Syrian Crisis May Be Behind Israel-Turkey Reconciliation

YERUSHALAYIM

 The breakthrough in the diplomatic impasse between Israel and Turkey may be driven by concerns over a possible military confrontation between the two countries in Syria, Reuters reported on Wednesday.

When Israeli planes bombed a suspected Hizbullah-bound arms convoy near Damascus on Jan. 30, they detected the presence of Turkish radar probing Syrian skies. This raised fears that inadvertent trading of fire with Turkey could trigger major military intervention, according to Israeli officials.

“If we send in the jets and the Turks do too, a misunderstanding about who is doing what and where could be lethal,” said an Israeli official involved in the deliberations that led Prime Minister Binyamin Netanyahu to grant the formal apology Turkey has been demanding over the deaths of nine Turkish activists who tried to sail to Gaza in May 2010.

Since 2010, the Israelis say, their air force operations over Lebanon and Syria had met with aggressive gestures from Turkey — jets scrambled as if to intercept, or radar tracking which could in theory guide missiles against the Israeli planes, Reuters reported.

Turkish officials declined to comment on those accounts.

Robert Hewson, an IHS Jane’s airpower analyst, said that for Turkey, accustomed to aerial brinksmanship against its regional rival Greece, “the Israelis became the new Greeks for a while.”

Should Israel plan strikes in Syria, Hewson said, it would gain a “huge advantage” in having renewed relations with Turkey.

“Israel will want to be sure it has deconflicted itself on the NATO side of the border — the Turkish side,” he said. “If they can find a common cause over the Syrian issue, they will definitely be talking again — perhaps in a quiet phone call before any mission, to say ‘this or that is about to happen.’”

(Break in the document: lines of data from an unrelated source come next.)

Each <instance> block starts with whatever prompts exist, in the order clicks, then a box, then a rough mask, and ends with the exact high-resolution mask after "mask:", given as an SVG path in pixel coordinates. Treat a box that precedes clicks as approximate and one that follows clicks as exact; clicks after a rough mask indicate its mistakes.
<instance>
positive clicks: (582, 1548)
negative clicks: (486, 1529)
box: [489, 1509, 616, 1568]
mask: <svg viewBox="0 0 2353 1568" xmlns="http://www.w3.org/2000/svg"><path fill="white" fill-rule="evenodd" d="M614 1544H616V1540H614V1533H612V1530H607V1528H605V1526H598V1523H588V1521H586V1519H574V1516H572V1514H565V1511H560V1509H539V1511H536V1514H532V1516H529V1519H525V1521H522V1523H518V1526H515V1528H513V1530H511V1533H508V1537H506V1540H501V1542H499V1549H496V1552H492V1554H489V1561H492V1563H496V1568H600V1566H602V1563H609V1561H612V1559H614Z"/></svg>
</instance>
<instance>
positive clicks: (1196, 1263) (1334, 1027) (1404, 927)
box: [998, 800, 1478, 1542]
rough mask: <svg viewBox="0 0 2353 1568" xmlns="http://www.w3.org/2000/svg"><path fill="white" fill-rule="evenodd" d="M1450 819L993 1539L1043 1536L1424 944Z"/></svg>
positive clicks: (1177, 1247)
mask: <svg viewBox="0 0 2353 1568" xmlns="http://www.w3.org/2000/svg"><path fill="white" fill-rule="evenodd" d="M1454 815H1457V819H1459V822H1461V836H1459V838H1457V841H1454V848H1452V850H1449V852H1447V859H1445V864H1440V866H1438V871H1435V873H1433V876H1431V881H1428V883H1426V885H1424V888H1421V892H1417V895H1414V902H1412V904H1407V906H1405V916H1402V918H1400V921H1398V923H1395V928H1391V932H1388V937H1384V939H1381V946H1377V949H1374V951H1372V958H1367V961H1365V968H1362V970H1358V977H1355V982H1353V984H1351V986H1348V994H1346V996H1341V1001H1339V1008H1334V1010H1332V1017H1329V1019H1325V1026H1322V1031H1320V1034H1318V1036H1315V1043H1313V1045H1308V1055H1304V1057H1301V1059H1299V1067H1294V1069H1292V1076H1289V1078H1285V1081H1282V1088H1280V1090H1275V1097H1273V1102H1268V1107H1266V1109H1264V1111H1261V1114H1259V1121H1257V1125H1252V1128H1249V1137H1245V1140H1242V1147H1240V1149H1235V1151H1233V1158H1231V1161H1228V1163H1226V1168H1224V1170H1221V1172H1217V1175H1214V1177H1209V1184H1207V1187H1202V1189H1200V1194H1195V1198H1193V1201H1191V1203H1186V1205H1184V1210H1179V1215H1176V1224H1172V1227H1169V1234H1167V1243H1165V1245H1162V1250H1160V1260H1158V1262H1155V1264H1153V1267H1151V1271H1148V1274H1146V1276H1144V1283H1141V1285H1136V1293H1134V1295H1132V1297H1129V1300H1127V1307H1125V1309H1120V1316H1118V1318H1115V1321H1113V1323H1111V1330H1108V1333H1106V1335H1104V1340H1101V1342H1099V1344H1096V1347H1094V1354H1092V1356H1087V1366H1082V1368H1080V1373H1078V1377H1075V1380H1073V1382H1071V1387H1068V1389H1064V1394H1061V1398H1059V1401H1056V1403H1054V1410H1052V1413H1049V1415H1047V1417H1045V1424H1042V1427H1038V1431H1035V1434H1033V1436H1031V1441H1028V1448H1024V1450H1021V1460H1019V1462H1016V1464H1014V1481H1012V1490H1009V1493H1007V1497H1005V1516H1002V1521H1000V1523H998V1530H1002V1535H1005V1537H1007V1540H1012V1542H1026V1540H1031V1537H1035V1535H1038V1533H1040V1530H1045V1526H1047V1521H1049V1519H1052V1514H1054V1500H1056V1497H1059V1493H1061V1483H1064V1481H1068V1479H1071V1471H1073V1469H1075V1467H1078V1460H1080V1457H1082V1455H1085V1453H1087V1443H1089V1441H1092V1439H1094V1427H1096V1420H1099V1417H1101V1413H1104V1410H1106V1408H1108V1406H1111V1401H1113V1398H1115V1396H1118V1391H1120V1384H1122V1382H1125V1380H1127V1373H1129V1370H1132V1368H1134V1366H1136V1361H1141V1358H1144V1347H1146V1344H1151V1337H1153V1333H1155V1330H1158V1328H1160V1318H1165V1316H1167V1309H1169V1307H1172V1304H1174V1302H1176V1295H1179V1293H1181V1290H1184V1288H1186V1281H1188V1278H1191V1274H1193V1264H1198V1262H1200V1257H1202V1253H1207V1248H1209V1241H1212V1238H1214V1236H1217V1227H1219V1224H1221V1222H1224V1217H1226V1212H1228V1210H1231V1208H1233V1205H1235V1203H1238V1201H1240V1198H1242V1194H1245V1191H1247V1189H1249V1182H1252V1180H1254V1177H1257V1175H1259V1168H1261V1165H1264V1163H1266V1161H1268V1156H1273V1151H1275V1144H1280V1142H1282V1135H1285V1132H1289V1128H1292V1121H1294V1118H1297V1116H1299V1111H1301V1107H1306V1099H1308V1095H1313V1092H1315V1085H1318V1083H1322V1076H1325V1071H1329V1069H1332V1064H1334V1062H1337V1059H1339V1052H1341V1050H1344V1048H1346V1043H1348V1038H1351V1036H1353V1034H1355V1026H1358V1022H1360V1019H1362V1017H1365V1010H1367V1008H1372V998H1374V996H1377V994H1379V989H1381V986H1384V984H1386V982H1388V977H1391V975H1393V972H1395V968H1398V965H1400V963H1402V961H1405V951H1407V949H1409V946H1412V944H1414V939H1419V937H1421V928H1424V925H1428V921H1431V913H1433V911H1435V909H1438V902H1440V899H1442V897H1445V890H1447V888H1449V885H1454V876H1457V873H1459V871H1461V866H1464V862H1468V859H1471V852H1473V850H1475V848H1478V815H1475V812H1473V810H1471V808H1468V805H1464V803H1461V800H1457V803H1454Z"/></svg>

Turkey has denied there is anything more to the Israeli apology than national pride. Its foreign minister, Ahmet Davutoglu, said on March 28 that the fence-mending with Israel “has no causal link” to Syria or Iran.

A Western official briefed on the situation around Syria said he expected that Turkey would voice objections through diplomatic channels, rather than militarily, if it felt Israel was overstepping its own security interests.

NATO’s top commander, U.S. Admiral James Stavridis, who visited Turkey and Israel this month to foster their reconciliation, predicted that in the event Israel launches broad attacks in Syria, it would cloak its planes in electronic defenses strong enough to ward off shoot-down attempts from the ground but not to prevent detection by other U.S.-aligned forces like Turkey’s.

The Israelis, Hewson said, would want its de facto allies to have the minimum information required to avoid clashing with them over Syria, with their message being: “Leave us alone.”

Meanwhile on Wednesday, Turkish Deputy Prime Minister Bulent Arinc told Israeli media that “Turkey welcomes full normalization and returning relations between the two countries to what they were before.”

He dismissed speculation that Ankara was trying back out of the reconciliation.

“I expect the talks to succeed,” he said. “Normalization of Turkish-Israeli relations will improve the chances for peace in the region.”